At first I suggested to her that she wait until after he was asleep. She emphatically told me that she wanted to continue now, and that she would not be distracted.
Remembering how I'd gotten misty-eyed during the final scene -- both times I've watched it -- I decided I had to take matters into my own hands.
My son rejected half of the cheese I gave him and almost all of the tamalitos (a small Mexican dish that sort of resembles ravioli), so it was on to the yogurt phase of dinner. And I decided he could sit and eat yogurt outside just as well as he could sit and eat yogurt in his high chair.
So we relocated to some lawn furniture outside, where he ate a few more bites of the yogurt, while letting most of the rest of it dribble down both of our clothing. Seriously, I don't know how this kid isn't starving.
Then he wandered up to the back door and shouted "OPEN THE DOOR!"
I knew I had about ten more minutes of the film still playing inside, so I used whatever was available to distract him. I got some good mileage out of the washing machine, even though I worry about him breaking it by pushing all the buttons, and even though the door smacked against the back door to our kitchen every time he opened it -- another sound I worried might summon her from the couch. I eventually took him away and played "Ready Set Go" with him a couple times -- a game that basically involves me saying "Ready ... Set ... Gooooooo!" and then running just behind him to some point maybe 30 feet away. And then repeating in the other direction.
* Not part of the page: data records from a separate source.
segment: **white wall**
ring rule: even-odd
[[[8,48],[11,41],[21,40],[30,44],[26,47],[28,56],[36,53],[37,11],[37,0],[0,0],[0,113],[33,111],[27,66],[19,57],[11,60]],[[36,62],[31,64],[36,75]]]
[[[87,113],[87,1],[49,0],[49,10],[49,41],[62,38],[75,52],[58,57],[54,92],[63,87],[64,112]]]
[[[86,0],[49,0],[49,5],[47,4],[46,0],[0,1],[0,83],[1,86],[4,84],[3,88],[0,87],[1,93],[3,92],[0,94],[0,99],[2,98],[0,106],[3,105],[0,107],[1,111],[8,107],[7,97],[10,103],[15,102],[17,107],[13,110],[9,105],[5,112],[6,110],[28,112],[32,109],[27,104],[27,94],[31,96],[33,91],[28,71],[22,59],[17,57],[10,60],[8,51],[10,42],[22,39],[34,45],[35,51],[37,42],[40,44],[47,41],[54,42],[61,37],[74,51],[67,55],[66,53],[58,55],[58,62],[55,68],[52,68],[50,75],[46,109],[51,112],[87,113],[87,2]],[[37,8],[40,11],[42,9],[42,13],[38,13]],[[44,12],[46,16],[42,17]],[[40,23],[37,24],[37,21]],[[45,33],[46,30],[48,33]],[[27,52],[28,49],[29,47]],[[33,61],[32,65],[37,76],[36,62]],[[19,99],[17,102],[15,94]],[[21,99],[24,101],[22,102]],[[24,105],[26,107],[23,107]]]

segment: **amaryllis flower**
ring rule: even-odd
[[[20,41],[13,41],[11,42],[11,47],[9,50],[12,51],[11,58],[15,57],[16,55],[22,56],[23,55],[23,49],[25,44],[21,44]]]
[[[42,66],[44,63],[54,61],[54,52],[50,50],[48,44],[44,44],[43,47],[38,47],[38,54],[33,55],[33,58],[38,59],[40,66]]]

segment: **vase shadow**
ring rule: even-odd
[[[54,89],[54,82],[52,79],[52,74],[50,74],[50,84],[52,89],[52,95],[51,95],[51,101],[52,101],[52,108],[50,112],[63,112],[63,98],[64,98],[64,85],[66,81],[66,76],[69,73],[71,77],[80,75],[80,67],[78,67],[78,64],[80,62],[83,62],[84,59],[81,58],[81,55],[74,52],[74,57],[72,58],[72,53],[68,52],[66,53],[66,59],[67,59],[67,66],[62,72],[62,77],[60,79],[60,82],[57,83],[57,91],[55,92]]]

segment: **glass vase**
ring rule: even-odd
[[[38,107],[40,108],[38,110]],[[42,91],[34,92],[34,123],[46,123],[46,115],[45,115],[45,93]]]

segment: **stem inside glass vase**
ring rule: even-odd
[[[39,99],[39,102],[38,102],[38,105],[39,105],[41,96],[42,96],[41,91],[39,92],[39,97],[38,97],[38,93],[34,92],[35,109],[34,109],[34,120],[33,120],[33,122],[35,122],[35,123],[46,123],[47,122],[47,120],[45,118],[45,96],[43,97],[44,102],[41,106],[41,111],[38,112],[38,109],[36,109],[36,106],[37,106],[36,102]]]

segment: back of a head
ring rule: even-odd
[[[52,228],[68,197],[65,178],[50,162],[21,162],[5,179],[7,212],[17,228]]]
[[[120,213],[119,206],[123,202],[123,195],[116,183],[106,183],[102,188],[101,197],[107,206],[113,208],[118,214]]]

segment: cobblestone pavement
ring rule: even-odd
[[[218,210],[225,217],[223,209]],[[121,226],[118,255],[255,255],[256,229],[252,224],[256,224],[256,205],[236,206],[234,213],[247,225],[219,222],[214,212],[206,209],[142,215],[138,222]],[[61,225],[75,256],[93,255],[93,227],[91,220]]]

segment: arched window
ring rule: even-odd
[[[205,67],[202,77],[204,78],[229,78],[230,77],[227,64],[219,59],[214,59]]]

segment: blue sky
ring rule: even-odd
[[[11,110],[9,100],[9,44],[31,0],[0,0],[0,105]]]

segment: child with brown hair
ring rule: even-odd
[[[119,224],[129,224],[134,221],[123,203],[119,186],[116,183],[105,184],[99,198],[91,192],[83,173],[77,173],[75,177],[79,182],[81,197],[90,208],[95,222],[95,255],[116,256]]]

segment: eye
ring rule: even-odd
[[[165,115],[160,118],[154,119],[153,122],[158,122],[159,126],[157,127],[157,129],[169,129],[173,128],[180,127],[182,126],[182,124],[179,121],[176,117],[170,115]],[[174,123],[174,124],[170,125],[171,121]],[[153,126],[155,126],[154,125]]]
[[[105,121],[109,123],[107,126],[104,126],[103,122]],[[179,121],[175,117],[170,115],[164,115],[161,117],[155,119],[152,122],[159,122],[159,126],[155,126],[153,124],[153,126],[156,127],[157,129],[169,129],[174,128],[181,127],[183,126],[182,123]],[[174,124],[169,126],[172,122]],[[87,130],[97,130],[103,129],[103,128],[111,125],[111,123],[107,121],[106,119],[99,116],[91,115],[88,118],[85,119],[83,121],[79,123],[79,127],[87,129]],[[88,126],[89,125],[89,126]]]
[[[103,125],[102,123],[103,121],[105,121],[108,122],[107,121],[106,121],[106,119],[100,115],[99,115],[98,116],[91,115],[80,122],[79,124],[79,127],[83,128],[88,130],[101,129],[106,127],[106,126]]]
When I heard my wife in the kitchen, and came into view just in time to see her going for the box of tissues, I knew that my maneuver had paid off.
But I started to wonder afterward whether I had done the thing that was best for her, or best for me. Clearly, I saw it as my responsibility to create for her the conditions necessary to appreciate the ending of Rabbit Hole with as few distractions as possible. But was this for her benefit, or mine?
In other words, did I care that she got a clean viewing of Rabbit Hole so that she could fully appreciate a great film that she may see only this one time, or did I want her to love it so that loving it would be something that we could share? Less magnanimously, the second point could be distilled as follows: Did I merely want my own recommendation of Rabbit Hole to be validated, to support the fact that my own recommendations can be trusted?
It's an interesting question. It makes me wonder how much of watching good movies is about just watching good movies, and how much is about validating tastes. As a critic (out of work though I may be), I clearly want other people to get the most out of movies I recommend to them. Watch enough movies I've recommended in a setting where you can't give them your full attention, and perhaps you start to trust my recommendations less. And if you start doubting a critic's recommendations, it's a bit like wondering whether your mechanic is really capable of replacing your transmission, whether your surgeon is actually capable of fixing your balky knees.
With my wife, the point is probably moot anyway. Even though she doesn't seek out movies the way she used to and the way I still do, one thing we've always had in common is our tastes about what makes a good movie. Even if Rabbit Hole hadn't been a slam dunk for her, she wouldn't have held it against me.
However, in the case of Rabbit Hole, I think my more magnanimous motivation for moving my son outdoors wins out. It's such a good movie that I simply didn't want the experience to be tainted for her. It's the kind of movie that puts a spring in your step, even though it's full of sadness -- just because it reminds you what a film can accomplish by taking a simple, no-fuss approach to good material. (In that sense, it is a sign of incredible maturity for Mitchell, whose previous films -- Hedwig and the Angry Inch and Shortbus -- are heavy on style and artifice, and still quite good.)
Oh, and having a cast of actors at the top of their game doesn't hurt.